Il n’avait même pas tourné la tête pour me parler. Le professeur du sentir mon malaise, car il changea directement de sujet.
« Bon, en rentrant, les garçons, vous aurez droit à la douche de la victoire !
– Et vous, vous allez devoir désinfecter les sièges de votre voiture.
– Si je devais être chochotte pour si peu, je ne serai pas prof de sport !
– Excusez moi, monsieur… Est ce que vous pouvez me déposer ici ? »
la voix calme et presque hors de propos d’Aïden venait de couper la conversation. Le temps que le professeur comprenne, il dépassa sans doute largement l’endroit où il voulait s’arrêter à la base.
« Tu habites ici ?
– Non, un peu plus loin. Mais il y a quelque chose que je dois faire avant de rentrer. »

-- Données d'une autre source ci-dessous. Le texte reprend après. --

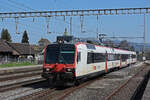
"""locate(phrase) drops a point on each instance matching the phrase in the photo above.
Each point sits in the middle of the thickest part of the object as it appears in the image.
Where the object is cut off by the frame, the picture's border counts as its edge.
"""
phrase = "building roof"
(22, 48)
(4, 47)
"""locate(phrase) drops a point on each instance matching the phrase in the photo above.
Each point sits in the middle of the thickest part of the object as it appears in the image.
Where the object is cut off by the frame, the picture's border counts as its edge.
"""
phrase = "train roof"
(104, 49)
(93, 47)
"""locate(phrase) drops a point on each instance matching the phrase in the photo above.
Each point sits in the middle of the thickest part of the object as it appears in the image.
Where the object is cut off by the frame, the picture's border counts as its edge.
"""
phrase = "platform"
(19, 69)
(146, 95)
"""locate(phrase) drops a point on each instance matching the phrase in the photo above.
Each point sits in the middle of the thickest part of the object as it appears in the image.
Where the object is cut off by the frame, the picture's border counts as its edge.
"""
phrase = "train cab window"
(90, 58)
(95, 57)
(124, 57)
(133, 56)
(78, 57)
(99, 57)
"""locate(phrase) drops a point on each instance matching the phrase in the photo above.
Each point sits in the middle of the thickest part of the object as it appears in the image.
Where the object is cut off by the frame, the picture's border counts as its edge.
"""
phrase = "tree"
(65, 33)
(124, 45)
(5, 35)
(25, 38)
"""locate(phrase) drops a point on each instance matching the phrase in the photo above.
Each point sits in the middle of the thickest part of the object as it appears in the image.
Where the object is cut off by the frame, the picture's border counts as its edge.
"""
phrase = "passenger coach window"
(95, 58)
(78, 56)
(90, 58)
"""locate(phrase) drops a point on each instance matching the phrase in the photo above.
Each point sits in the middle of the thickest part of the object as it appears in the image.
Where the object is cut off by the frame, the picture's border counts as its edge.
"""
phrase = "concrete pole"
(71, 26)
(144, 37)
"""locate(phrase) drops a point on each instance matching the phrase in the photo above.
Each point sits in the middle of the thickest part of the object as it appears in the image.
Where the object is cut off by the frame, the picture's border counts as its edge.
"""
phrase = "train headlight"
(47, 69)
(69, 69)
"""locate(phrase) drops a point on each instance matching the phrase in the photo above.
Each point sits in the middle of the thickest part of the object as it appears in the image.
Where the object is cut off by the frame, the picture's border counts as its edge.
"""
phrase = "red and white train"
(68, 63)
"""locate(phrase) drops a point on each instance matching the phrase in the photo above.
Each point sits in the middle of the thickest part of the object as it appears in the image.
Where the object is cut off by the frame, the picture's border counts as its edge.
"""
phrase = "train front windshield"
(60, 53)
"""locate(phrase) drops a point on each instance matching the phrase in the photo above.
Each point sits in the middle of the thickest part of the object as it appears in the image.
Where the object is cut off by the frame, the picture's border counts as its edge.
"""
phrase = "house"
(43, 42)
(13, 52)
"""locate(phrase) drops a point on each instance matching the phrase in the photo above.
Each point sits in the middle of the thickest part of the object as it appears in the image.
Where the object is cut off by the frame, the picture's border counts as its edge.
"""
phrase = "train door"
(80, 68)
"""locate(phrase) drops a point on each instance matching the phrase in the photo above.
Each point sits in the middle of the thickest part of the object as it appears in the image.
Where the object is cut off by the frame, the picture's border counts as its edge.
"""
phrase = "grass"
(16, 64)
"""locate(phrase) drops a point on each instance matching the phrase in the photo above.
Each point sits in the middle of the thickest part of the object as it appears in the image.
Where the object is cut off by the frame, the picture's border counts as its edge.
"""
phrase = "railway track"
(20, 70)
(17, 76)
(127, 90)
(20, 84)
(61, 93)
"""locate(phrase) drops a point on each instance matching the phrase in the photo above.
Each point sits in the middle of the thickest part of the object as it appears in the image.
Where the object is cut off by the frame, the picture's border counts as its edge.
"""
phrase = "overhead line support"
(121, 11)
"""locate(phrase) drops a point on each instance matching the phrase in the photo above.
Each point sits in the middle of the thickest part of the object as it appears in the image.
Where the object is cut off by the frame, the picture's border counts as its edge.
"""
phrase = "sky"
(111, 25)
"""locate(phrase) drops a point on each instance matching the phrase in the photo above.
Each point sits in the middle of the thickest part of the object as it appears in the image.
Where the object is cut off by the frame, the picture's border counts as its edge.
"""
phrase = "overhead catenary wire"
(21, 5)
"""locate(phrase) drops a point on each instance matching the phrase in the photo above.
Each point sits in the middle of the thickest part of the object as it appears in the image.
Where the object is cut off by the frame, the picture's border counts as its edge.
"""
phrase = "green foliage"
(25, 38)
(15, 64)
(65, 33)
(5, 35)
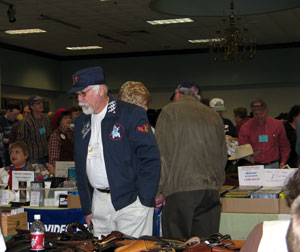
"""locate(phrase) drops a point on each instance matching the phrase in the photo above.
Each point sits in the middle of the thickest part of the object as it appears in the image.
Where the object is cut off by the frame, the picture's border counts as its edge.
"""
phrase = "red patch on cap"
(144, 128)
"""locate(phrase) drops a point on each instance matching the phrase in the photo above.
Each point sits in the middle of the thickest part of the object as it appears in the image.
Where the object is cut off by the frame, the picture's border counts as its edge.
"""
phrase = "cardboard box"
(73, 201)
(10, 223)
(246, 205)
(283, 207)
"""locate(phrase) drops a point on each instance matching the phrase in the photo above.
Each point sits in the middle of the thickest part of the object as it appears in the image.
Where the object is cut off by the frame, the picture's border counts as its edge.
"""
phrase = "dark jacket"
(130, 153)
(192, 146)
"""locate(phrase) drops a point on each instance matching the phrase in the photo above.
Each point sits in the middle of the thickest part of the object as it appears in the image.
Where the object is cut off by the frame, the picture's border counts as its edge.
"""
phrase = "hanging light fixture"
(11, 13)
(233, 44)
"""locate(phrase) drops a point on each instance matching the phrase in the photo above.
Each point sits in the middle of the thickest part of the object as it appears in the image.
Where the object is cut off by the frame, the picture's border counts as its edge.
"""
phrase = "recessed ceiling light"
(171, 21)
(206, 40)
(24, 31)
(83, 47)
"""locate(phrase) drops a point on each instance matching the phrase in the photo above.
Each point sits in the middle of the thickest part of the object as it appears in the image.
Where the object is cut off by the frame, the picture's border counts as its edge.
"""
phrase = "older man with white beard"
(116, 157)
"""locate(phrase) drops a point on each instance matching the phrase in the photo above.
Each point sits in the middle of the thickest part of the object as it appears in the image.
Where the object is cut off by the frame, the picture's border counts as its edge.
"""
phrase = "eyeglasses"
(83, 93)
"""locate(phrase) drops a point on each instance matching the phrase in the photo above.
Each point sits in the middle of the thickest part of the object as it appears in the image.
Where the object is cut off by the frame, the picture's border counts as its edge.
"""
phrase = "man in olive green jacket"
(192, 146)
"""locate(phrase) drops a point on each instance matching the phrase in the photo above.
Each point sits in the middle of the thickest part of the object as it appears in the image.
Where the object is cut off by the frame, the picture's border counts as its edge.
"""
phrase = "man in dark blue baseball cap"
(187, 88)
(116, 158)
(87, 77)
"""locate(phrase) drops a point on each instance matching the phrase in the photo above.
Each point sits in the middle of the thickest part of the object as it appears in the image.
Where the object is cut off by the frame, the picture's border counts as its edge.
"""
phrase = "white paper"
(4, 197)
(17, 176)
(61, 168)
(278, 177)
(35, 198)
(231, 146)
(251, 175)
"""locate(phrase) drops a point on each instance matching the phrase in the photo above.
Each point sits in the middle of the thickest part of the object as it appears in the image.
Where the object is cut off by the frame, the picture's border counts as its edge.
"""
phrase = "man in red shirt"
(266, 135)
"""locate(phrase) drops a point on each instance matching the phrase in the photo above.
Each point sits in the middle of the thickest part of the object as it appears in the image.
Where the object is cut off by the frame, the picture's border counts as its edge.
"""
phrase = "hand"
(282, 164)
(159, 202)
(88, 219)
(50, 168)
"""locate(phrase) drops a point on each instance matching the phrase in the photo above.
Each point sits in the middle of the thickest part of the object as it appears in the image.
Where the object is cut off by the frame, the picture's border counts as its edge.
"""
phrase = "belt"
(105, 190)
(272, 162)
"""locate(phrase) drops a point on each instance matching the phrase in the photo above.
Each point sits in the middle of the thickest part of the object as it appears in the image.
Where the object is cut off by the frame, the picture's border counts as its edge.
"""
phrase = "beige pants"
(134, 220)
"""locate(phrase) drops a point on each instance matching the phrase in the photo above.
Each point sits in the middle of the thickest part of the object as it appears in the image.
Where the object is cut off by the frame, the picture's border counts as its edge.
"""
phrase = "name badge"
(94, 151)
(42, 131)
(263, 138)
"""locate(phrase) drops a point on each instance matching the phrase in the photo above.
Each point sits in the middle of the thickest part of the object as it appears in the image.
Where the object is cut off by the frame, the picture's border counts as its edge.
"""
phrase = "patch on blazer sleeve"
(144, 128)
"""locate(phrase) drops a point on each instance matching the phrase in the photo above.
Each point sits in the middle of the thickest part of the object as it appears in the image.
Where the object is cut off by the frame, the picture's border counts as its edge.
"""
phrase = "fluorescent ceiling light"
(24, 31)
(206, 40)
(83, 47)
(171, 21)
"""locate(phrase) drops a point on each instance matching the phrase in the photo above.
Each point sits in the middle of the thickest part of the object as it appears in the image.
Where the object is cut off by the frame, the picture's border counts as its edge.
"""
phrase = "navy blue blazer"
(130, 153)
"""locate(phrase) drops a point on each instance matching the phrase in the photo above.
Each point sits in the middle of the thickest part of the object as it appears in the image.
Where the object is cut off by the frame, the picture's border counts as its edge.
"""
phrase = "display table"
(55, 219)
(239, 225)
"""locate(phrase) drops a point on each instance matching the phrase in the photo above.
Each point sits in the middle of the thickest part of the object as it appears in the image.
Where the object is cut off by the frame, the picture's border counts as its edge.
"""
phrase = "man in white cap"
(217, 105)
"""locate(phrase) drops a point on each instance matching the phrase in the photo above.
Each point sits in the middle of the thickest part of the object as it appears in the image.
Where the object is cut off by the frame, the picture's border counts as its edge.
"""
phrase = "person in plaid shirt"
(19, 152)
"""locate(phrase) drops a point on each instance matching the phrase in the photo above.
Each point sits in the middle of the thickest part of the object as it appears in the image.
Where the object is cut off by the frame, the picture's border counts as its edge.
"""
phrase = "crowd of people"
(125, 168)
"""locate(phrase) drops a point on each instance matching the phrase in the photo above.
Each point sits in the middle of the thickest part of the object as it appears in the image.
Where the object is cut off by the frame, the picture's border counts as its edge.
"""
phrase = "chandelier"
(232, 44)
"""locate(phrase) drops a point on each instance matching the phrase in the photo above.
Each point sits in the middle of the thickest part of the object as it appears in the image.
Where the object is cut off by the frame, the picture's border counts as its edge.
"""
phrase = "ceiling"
(120, 27)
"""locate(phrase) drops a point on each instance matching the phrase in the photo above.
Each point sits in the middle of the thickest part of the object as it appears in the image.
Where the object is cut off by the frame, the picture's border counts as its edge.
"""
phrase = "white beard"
(86, 108)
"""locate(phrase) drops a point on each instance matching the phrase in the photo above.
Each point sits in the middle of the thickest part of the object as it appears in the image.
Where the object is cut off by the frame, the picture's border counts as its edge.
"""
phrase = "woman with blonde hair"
(136, 93)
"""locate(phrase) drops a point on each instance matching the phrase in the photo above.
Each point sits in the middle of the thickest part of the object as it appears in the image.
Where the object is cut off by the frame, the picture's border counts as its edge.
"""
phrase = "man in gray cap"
(266, 135)
(116, 158)
(192, 146)
(35, 130)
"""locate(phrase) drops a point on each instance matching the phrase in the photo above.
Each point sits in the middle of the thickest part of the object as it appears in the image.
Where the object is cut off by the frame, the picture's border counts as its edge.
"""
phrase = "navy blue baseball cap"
(87, 77)
(187, 84)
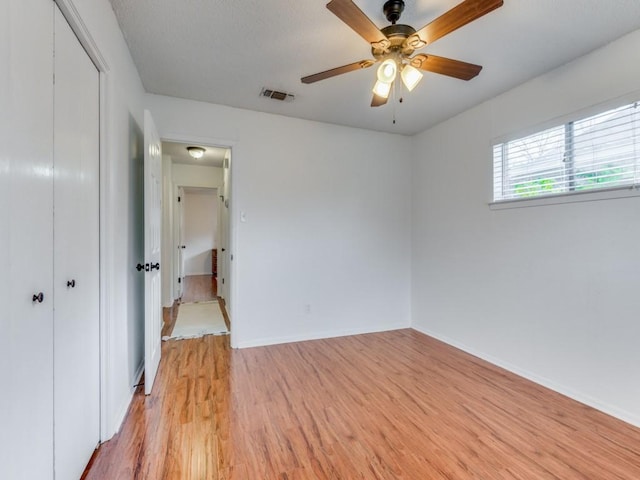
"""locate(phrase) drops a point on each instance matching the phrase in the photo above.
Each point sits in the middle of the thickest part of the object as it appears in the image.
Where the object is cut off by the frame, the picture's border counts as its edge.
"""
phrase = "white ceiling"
(225, 51)
(213, 156)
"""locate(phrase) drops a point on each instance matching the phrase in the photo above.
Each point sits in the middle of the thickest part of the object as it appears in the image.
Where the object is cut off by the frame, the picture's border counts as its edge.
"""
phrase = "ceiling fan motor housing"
(393, 9)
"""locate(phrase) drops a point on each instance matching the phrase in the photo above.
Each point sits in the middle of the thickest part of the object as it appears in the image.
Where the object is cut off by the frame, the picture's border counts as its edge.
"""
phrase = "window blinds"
(600, 151)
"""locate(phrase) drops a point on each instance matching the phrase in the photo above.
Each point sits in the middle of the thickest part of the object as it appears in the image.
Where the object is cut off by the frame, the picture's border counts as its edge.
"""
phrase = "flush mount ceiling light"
(196, 152)
(395, 44)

Il tenait fermement dans sa main un objet rond que je n’arrivais pas à identifier. Une montre ? Une boussole ? Toujours était-il que sans plus poser de question, le professeur s’arrêta.
« A bientôt Aïden, profite bien de ta soirée ! »
Avant que le professeur ne redémarre sa voiture, je vis depuis la vitre Aïden s’arrêter un court instant, puis partir en courant.
« Il a encore l’énergie pour courir ? Soufflais-je, peut-être un peu jaloux.
– C’est Aïden. Quoi qu’il fasse, il doit toujours le faire en courant.
– Ça explique sans aucun doute son endurance… »
Perdu dans mes pensées, je regardais mollement à travers la vitre sans essayer de continuer la conversation. Le professeur me ramena sur terre.
« C’est un gentil garçon, non ?
– Oui… Je crois…
– Tu n’en es pas sûr ?
– On a pas beaucoup discuté. Il n’aime manifestement pas beaucoup parler. »
Il eut un drôle de soupir, comme si il était déçu. Surpris, je failli lui demander ce qui l’embêtait, mais je me rappelais qu’il n’avait pas le droit de me dire quoi que ce soit sur Aïden. Si je devais apprendre quelque chose, ce serait de moi-même. La suite du trajet fut rapide et sans encombre. Le soleil était déjà sous les montagnes quand j’atteignis la porte de ma maison. J’avais envie de me laver, mais avant tout, j’avais faim. Je me dirigeai dans la cuisine, quand je fis la rencontre de mon père qui manifestement venait de commencer à faire bouillir des pâtes. J’allais le saluer, quand il me demanda d’un ton assez froid :
« Qu’est ce que tu as fait pour être dans un état pareil ?
– J’ai participé à un tournoi de sport, aujourd’hui ! Regarde, papa, j’ai fini premier ! »
Et avec le plus d’enthousiasme possible, je lui montrai ma magnifique médaille brillante autour de mon cou. Cela faisait trois ans que c’était le genre de sujet tabou à la maison. Mais un espoir naïf me fit penser que si je montrais une preuve de réussite à mon père, même dans ce qu’il considérait être inférieur, il pouvait peut être me pardonner de n’être qu’un trou noir intellectuel. Il fixa avec un air vide la petite médaille flottant dans l’air, puis moi, sans mot dire. Après une éternité, il fini par me tourner le dos pour ses pâtes.
« Va te changer, on va manger. »
Mon sourire se figea pendant que l’ombre prenait place à la joie et que mon cœur creusait sa tombe. Quand mon père me faisait mal, j’arrêtais instantanément de parler. C’est pourquoi je fis demi-tour, calmement, prenant les escaliers vers la salle de bain. Mais, en me retournant pour le regarder une dernière fois, je le vis ajouter sans un mot une portion de plus dans sa quantité de pâtes.